I couldn’t find any photographs of these particular pest houses, though there will be photos taken by Robert and Kathryn in the relevant files in Historic England Archives. Here is a much smaller version in Hampshire at Odiham, where presumably, a small population did not require anything bigger.
The Patrick Stead Hospital continues to function as a community hospital, and was designed as a cottage hospital by Henry Hall. It opened in 1882.
Above is a postcard showing the hospital, and below an elevation and plans produced in The Builder in 1880. Originally it provided a dispensary, outpatients’ clinic and accident ward, all on the ground floor, with further wards above. Patrick Stead set up a maltings business in Halesworth, and bequeathed a generous £26,000 to establish the hospital. Deposited Plans
“Recently one of us was reading a letter written by an official of the Ministry of Health in 1926 when it suddenly became clear that the writer of the letter had in front of him a set of plans for an isolation hospital that had been sent to the Local Government Board in 1888 in connection with an application for sanction to raise a loan. Plans of isolation hospitals were deposited when an authority applied for permission to borrow money for hospital building, and also when the more responsible authorities voluntarily sought approval of their proposed hospital. The Local Government Board was replaced by the Ministry of Health, whose archive should contain these immeasurable riches, along with similar material for workhouses. Unfortunately most of the material dating from after about 1902 was lost in the blitz, and what survived that seems to have been mostly destroyed in a fire in Brighton. All that survives is at [the National Archives, at] Kew, hidden behind the catalogue code MH. The three main groups seem to be MH.12, MH.14 and MH.34.”

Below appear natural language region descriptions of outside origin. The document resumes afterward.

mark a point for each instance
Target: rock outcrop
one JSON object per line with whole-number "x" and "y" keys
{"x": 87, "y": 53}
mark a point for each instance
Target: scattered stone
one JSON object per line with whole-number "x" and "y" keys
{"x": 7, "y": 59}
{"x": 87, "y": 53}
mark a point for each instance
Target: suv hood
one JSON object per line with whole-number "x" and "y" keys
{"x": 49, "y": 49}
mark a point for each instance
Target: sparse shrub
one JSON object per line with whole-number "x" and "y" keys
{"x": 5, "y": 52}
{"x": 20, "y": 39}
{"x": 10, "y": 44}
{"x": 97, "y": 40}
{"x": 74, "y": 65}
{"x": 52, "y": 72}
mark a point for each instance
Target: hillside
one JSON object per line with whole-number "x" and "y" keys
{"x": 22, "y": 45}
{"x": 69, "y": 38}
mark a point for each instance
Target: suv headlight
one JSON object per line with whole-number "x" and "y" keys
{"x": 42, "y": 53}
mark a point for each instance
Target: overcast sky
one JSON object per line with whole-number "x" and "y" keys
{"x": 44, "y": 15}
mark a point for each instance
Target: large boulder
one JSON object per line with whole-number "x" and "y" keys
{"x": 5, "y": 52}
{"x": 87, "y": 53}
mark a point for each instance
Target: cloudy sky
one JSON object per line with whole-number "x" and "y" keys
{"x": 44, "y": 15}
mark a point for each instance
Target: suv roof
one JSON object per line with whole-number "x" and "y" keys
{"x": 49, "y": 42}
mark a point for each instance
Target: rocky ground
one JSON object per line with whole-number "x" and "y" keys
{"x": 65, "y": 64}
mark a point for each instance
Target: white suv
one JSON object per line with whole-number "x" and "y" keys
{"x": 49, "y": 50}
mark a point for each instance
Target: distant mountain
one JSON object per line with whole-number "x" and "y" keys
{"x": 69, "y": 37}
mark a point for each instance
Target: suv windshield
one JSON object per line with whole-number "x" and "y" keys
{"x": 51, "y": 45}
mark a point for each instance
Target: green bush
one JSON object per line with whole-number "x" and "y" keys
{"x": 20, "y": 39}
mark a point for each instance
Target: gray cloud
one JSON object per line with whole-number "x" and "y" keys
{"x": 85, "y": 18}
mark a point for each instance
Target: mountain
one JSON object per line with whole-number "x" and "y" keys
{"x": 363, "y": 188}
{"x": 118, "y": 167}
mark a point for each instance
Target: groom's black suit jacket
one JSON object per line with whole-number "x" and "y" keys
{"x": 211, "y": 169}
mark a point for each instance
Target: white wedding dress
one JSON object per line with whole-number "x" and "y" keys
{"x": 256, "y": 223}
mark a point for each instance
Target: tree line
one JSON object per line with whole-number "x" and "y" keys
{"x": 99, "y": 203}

“MH.12 consists of Poor Law Union Papers, of which 16,741 bound volumes, arranged under Unions, survive from between 1834 and 1900… MH.14 is called Poor Law Union Plans, and there are 38 boxes of them dating from between 1861 and 1900. They have reference numbers linking them to MH.12… MH.34 is a register in 11 volumes of authorisations on workhouse expenditure between 1834 and 1902.”

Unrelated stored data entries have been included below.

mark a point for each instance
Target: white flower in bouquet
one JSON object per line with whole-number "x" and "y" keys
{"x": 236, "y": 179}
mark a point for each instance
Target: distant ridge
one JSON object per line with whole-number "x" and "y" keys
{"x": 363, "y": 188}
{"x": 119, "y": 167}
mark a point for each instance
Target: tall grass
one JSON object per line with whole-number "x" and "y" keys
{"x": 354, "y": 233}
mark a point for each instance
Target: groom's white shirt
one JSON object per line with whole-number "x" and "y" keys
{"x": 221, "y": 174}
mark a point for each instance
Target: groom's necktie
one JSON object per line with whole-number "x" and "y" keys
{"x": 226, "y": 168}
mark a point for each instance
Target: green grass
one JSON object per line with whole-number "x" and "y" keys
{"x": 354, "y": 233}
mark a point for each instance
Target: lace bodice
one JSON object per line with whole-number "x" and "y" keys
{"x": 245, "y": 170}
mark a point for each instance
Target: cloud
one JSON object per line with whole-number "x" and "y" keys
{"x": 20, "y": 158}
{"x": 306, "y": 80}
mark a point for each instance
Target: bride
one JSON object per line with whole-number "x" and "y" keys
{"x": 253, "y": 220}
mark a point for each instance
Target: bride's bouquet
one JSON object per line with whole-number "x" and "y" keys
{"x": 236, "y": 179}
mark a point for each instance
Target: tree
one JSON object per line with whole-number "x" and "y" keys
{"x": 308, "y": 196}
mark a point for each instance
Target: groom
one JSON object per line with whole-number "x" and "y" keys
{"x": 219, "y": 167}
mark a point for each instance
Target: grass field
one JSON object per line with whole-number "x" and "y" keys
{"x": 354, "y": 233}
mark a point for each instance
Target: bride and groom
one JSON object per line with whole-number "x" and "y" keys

Reading this today, it is a reminder of how much researchers now gain from online digitised archive catalogues, and perhaps a lesson not to grumble about them (as I frequently do) when we can’t find what we’re looking for, they crash, they change, or they assault ones aesthetic sensibilities.
“One of the problems met in small hospitals is the identification of the jumble of buildings behind the main block. As in a mediaeval house the identification of the hall acts as a key to understanding, or at least knowing the rough layout of, the entire house, so one might expect that the operating theatre might stand out and give some help in finding a way through the maze. Unfortunately this does not always happen. Plenty of light was necessary, so a roof light is an important indicator. A large North-facing window is another but less reliable sign, and far too often the windows appear to be ordinary ones, the lower parts filled with obscured glass, as at Southwold. At Felixstowe the theatre has a semi-octagonal North end, like a sitting room, with ordinary-sized windows that are now blocked. The Beccles Hospital of 1924 has a magnificent but sadly un-photographable theatre with a North wall and roof of glass. Sometimes it is possible, if we are very tall or can manage to balance on tip-toe or on a convenient upturned bucket, to glimpse through the windows the white-tiled walls, or even the upper parts of lighting equipment.”